I think explaining this as bit depth will help out. There are three primary colors (green, blue, red) when one hears 8 bit processing what we are really discussing is 8 x 3 primary color = 24 bit color depth, and 10 bit processing x 3 primary color = 30 bit color depth. 12 bit processing x 3 primary colors = 36 bit color depth. 16 bit processing x 3 primary colors = 48 bit color depth.
See how this is beginning to relate to HDMI 1.3 spec which supports 30-bit, 36-bit and 48-bit (RGB or YCbCr) color depths, up from the 24-bit depths in previous versions of the HDMI specification.
8 bit processing = 1.67 million colors (256 gradation)
10 bit processing = 1.07 billion colors (1024 gradation)

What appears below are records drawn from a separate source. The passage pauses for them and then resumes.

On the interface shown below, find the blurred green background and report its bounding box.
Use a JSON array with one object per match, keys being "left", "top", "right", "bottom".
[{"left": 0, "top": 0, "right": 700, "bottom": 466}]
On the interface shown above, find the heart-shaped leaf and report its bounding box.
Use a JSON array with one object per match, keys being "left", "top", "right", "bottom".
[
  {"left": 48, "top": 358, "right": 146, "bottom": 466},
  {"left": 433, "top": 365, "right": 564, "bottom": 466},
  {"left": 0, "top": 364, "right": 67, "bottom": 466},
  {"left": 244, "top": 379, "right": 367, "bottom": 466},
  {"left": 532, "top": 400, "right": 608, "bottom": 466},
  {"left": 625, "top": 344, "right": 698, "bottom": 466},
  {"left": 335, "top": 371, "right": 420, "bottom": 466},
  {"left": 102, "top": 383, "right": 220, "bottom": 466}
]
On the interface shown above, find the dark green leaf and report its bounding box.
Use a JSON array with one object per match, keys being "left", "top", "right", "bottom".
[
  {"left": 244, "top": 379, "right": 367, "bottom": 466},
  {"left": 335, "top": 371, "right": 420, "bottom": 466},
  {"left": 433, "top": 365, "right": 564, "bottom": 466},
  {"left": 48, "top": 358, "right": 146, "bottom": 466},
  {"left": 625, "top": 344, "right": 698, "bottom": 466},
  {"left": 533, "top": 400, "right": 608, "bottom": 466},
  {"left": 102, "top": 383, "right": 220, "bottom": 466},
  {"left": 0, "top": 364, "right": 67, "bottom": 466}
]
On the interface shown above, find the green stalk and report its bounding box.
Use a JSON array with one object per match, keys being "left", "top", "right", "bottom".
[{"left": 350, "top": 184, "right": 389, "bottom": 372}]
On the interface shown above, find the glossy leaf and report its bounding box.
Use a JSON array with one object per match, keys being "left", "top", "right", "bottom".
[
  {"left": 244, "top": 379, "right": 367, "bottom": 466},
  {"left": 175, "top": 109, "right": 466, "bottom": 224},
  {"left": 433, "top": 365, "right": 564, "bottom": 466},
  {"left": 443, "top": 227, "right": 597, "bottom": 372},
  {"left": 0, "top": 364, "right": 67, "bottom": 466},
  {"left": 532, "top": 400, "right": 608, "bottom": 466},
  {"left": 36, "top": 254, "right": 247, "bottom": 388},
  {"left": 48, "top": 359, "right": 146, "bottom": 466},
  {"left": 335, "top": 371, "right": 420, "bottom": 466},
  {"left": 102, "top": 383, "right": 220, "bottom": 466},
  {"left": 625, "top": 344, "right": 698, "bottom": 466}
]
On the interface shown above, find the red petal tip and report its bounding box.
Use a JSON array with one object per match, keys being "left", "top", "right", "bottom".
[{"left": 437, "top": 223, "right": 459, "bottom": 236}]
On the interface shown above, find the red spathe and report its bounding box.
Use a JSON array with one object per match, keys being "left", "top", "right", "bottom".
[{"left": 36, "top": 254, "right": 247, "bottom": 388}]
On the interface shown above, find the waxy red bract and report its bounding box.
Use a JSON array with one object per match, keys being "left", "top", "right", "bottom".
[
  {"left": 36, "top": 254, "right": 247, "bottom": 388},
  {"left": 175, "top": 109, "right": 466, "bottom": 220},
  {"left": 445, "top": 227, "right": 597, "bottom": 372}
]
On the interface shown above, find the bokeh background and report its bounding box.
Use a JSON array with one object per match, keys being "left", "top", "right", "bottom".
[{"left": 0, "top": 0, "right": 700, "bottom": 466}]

12 bit processing = 68.7 billion colors (4096 gradation)
16 bit processing = 281.4 trillion colors (65536 gradation)
Now if you were looking at a B&W image that only had 256 shades of grey you wouldn't have a great image (banding) but as you increase the number of gradation to 1024 you achieve much less banding. Now add the primary colors each to this scheme and you end up with 1024 x 1024 x 1024 = 1.07 billion shades of gray.
What consumers need to know is that the standard single DLP processor supports 1024 shades of gradation, and some expensive multi-chip DLP projectors support 4096 shades of gradation.